Cell proliferation level is important in clinical diagnosis. Analysis of cell proliferation level can help to judge the development trend of patient's condition, which is helpful for diagnosis. In order to evaluate the level of cell proliferation, it is necessary to calculate the number and proportion of proliferating nuclei. However, when the number of nuclei is large, it will bring a great pressure on doctors, and the accuracy rate will also decline. To solve these problems, this paper proposes a scheme for automatic detection and counting of cell nuclei, which is large in number and densely distributed. Our dataset is obtained from mouse liver cells, a total of 136 samples, each containing 100-300 nuclei and the proliferation of nuclei are stained by immunohistochemical staining, of which 120 are trained using convolution neural network and 16 samples are tested to evaluate the effects of the models.
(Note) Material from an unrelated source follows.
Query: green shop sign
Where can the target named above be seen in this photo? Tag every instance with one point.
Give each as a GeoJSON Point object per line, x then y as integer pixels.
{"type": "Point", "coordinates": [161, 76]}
Three models were trained by RetinaNet with backbone networks of Vgg6, ResNet50 and ResNet101 respectively, and compared with Image Pro Plus 6.0. Experiments show that our models achieve higher accuracy compared with 67.2% obtained by manual using Image-Pro Plus 6.0 for detection and counting. It can be seen that in terms of detection accuracy, our models are better than the analysis software widely used in hospitals, effectively solving the problems of long manual detection time and low accuracy. It can effectively help doctors to evaluate the level of cell proliferation, and then quickly make a corresponding diagnosis.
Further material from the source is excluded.